On Thu, Aug 29, 2013 at 5:32 AM, Dario Lombardo <dario.lombardo.ml () gmail com
> wrote:

> On Wed, Aug 28, 2013 at 3:45 PM, Evan Huus <eapache () gmail com> wrote:
>
> > Also, just as a useful reference point: if you run your normal tshark
> > command (no valgrind) on the 1GB subset, what does memory usage of the
> > process peak at?
>
> It uses about 1,5GB of memory.
>
> With the env vars you asked me to export, tshark can't run on the 1GB pcap
> file.
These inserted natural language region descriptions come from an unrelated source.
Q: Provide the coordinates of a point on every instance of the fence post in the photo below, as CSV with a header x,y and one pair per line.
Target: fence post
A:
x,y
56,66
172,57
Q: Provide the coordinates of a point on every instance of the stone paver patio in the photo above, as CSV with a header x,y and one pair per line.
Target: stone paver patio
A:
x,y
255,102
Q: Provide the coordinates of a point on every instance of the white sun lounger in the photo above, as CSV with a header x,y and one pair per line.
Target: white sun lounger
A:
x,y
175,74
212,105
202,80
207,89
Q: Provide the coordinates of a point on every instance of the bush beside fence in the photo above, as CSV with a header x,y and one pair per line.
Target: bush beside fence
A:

I've reduced the dataset to 2 millions of pkts, and that's the output.

That's quite useful actually: it looks like the majority of the memory is
being used to store address-resolution data from all of the DNS packets so
that if those IP addresses show up later we can resolve them immediately
(without having to ask the system name resolver).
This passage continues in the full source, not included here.